Chronique d'un 14 juillet ordinaire

14 juillet. Devant sa télé, René Champiot goûtait aux joies du défilé et du Tour, un verre de rosé à la main, son chat Léon Blum sur les genoux. Il avait bien mérité cette journée de détente, lui qui s'éreintait depuis près de 30 ans à l'atelier de montage des outils de jardinage Leborgne à Arvillard, en Savoie.

René Champiot était socialiste. En 81, il avait fêté la victoire de Mitterrand avec les copains de l'atelier, qui comme lui, espéraient un monde meilleur. Il y avait cru, René, au socialisme, et malgré les déceptions, les déconvenues, était toujours resté fidèle à son idéal de gauche. Pas une année ne s'était passée sans qu'il ne prenne sa carte du Parti, et pas une ne s'était écoulée, sans qu'il n'entonne pour l'anniversaire de la naissance de Léon Blum, "Changer la vie" à la section Ignacio Rodriguez, boulevard Antoine Rosset.

Dans sa jeunesse, René Champiot aurait pu se laisser aller au communisme, mais il était trop timoré pour cela, pas assez téméraire et surtout, un tantinet conservateur, bien qu'il s'en défendît. Il devint donc socialiste, et s’accommoda de la chose. Il arrivait parfois à cet homme pondéré d'avoir des bouffées révolutionnaires, des velléités de communard, mais cela ne durait pas. 

Les enfants, partis vivre leur vie depuis longtemps, venaient déjeuner ce midi. Cela faisait plaisir à Geneviève, l'épouse de René, qui célébrait cette occasion par un immuable, mais non moins délicieux, tajine aux pruneaux. On en profita pour regarder l'interview télévisée du président Hollande, puisqu'on avait voté pour lui. Puis de nouveau le Tour de France.
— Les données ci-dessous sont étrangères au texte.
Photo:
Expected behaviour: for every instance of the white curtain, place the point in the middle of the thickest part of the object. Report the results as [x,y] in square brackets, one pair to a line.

Les enfants prirent alors congé après avoir embrassé leurs parents.

Geneviève installée près de lui, René se passionna pour l'ascension du col du Galibier, vibrant au moment du sprint final mené par Germain Pinault, un coureur qu'il admirait.
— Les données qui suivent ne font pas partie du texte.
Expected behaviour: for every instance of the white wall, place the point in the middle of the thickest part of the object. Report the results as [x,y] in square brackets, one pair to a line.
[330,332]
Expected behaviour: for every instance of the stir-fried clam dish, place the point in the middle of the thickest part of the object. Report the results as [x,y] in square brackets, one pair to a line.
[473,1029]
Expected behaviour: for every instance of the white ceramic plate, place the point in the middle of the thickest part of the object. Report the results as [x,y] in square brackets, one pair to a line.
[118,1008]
Galvanisé par le discours enthousiaste de François Hollande et échauffé par l'époustouflante ascension du cycliste, René entreprit celle de sa femme. Une manœuvre aussi inhabituelle qu'inattendue (abandonnant toute frilosité, il avait essayé de forcer une entrée annexe) lui valu une paire de gifles retentissantes. Il s'en excusa maladroitement.

Le 14 juillet touchait à sa fin. Le soir, on admira le feu d'artifice tiré au dessus de l'horloge de la mairie, puis on esquissa quelques pas de danse, au bal des pompiers.

Demain 15 juillet, retour à l'atelier, pas de défilé, pas de discours, pas d'étape de montagne. Du plat, seulement du plat.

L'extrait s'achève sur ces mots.